Amazon CEO Makes First India Visit, Rapid Delivery Expands to 300 Cities
Claire Weston
Amazon CEO Andy Jassy is making his first trip to India since taking the role, announcing an expansion of instant-delivery service Amazon Now to over 300 cities — the company's biggest quick-commerce push yet, aimed squarely at local rivals Flipkart and Blinkit.
How fast is Amazon Now scaling?
Amazon Now launched in a handful of Indian cities last year, grew to 100 locations, and has now jumped to over 300 in one move.
Amazon calls it "the fastest-growing commerce business in Amazon India's history," with orders doubling every quarter.
This means → Amazon has shifted from pilot mode to full rollout — the pace is no longer incremental.
How crowded is India's quick-commerce race?
Quick commerce — the promise of delivery within 10 minutes — covers groceries, books, and everyday goods.

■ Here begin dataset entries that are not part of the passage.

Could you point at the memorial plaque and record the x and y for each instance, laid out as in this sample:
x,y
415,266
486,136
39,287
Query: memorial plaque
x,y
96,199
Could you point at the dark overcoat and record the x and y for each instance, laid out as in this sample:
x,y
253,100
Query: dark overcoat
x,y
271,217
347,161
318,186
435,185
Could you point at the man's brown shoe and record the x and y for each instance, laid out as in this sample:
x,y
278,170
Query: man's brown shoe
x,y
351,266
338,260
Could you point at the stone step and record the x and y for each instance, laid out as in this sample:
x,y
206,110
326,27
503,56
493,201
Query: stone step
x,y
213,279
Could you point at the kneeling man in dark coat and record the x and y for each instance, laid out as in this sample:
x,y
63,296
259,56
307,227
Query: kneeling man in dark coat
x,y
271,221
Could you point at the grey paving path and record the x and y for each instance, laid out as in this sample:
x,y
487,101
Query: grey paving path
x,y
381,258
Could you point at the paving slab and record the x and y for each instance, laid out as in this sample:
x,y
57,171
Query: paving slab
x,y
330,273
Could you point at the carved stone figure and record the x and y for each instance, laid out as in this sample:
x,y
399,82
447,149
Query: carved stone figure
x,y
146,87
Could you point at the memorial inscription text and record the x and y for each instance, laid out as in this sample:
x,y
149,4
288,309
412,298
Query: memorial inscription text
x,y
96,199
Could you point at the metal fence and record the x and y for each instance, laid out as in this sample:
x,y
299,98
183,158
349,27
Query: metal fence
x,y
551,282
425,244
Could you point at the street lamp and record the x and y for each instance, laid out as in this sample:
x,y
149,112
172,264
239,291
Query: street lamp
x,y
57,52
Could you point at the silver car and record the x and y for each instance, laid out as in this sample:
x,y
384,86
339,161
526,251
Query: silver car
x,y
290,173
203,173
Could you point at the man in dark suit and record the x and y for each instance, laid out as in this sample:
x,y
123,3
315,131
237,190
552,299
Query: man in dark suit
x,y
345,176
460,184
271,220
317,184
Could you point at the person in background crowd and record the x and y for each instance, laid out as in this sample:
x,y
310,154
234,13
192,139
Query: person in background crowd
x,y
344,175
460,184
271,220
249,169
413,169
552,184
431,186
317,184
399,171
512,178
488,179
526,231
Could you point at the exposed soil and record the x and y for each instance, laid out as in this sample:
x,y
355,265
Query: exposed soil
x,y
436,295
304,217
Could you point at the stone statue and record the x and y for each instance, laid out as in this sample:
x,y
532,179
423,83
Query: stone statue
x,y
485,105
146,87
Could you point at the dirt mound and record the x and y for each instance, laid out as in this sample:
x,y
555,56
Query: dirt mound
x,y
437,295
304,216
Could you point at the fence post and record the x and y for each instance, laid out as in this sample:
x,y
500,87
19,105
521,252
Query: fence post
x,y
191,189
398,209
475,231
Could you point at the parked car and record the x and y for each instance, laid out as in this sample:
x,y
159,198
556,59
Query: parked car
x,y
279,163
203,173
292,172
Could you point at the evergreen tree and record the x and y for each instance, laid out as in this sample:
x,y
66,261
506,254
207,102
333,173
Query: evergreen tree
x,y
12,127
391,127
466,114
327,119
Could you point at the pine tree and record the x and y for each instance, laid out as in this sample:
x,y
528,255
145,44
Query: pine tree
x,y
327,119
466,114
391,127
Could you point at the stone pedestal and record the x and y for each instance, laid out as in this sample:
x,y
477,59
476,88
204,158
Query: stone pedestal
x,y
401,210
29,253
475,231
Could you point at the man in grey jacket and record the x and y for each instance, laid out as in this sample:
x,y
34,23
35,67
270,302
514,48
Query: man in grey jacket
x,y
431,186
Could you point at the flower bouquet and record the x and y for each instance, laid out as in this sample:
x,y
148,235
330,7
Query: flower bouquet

Amazon faces entrenched rivals: Walmart-backed Flipkart and Eternal Ltd.'s Blinkit already hold scale advantages in this segment.
This means → Amazon is not creating a new market — it is pouring capital into a fight where local players already lead.
Why is Jassy visiting India only now?
Jassy succeeded founder Jeff Bezos as CEO in 2021 and had repeatedly declined invitations from Amazon's India team to visit.
Bloomberg reported that Jassy takes a pragmatic view of India, with his strategic focus tilted toward AWS data centers — especially as AI demand has made cloud the company's core growth engine.
In plain terms = for the past few years, "India" in Jassy's playbook looked more like a cloud-computing market than an e-commerce battlefield.
Where does the $35 billion investment promise actually go?
Amazon has pledged to invest more than $35 billion in India by 2030.
The bulk of that, however, is earmarked for AI-related data centers, not e-commerce.
This means → the quick-commerce blitz is a clear signal that Jassy cares about India's retail race — but the real money is still bet on cloud and AI.
What else is on Jassy's agenda?
Jassy plans to meet Indian business leaders, entrepreneurs, and Amazon employees.
Bloomberg, citing people familiar with the matter, reports he may also meet Prime Minister Narendra Modi — though neither Modi's office nor Amazon has commented.
This reflects a visit that goes beyond commercial strategy, carrying the signal of a high-level political dialogue.
Content is for reference only, not financial advice.